Inside their portfolio, students track:
· the phonics patterns they’ve mastered,
· the Fry High Frequency words they can confidently read and write,
· their current reading level,
· the grammar, word study, and writing conventions they are working on to “level up,”
· and the writing skills and styles they are exploring.
· their basic facts fluency.

What makes this powerful is not the collection of pages, but the way children use it.
A portfolio is their chance to see their own progress, to say, “I can do this now — and here’s what I’m working on next.”

This idea is rooted in John Hattie’s research on Visible Learning: when students can see their progress, reflect on their growth, and set their own goals, their motivation and achievement rise significantly. In other words, learning becomes something they drive, not something done to them.

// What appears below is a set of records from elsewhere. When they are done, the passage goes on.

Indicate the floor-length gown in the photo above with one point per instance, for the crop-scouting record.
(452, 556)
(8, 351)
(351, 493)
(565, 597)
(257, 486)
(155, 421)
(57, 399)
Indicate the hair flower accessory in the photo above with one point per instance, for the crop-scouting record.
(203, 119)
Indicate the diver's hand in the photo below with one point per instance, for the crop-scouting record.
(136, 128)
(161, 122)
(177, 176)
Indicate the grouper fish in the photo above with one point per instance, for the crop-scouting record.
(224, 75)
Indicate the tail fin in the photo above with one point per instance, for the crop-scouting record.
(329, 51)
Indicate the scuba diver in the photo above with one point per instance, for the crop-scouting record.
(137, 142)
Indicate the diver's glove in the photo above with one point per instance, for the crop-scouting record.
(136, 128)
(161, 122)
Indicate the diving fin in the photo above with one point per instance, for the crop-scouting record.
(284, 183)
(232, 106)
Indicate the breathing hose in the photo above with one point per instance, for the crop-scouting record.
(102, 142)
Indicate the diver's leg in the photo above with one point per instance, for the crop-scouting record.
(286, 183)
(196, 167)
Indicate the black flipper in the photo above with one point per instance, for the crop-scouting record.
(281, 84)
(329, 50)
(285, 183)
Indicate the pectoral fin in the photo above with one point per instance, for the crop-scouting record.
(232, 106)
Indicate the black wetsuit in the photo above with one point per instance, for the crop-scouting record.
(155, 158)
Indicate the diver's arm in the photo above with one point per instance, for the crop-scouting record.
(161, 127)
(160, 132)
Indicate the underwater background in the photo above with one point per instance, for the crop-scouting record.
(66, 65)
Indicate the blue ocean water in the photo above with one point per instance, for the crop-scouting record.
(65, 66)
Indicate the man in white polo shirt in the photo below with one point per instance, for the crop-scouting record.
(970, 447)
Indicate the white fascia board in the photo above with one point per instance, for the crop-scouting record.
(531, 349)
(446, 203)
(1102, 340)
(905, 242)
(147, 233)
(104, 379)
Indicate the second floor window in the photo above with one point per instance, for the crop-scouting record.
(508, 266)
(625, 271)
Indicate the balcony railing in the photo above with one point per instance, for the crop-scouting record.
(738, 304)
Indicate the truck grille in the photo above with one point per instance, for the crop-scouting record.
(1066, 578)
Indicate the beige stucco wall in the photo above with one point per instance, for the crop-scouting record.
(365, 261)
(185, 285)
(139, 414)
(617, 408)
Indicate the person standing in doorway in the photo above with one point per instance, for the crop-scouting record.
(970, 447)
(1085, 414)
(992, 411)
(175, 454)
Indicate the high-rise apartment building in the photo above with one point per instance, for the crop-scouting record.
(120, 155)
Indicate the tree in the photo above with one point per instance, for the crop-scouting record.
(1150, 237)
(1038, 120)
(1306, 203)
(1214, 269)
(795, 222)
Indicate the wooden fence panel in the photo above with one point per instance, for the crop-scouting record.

This term, Oom Des introduced us to the history of Southern Africa through a series of online Zoom sessions. Alongside the content, we practiced the skill of picture note-taking — using drawings and quick visuals to capture ideas. We also applied note-taking strategies in math. When children only watch or listen, their attention can drift. But when they take notes, they stay focused, process ideas more deeply, and end up with a visual reminder to return to later. These strategies now become part of their portfolio, showing not just what they learned but how they are learning.

Rather than receiving a report written about them, our students hold in their hands a record created with them. It’s a reminder that education is not about a single grade at the end of a term, but about building the skills of reflection, persistence, and goal setting — tools that will serve them long after school.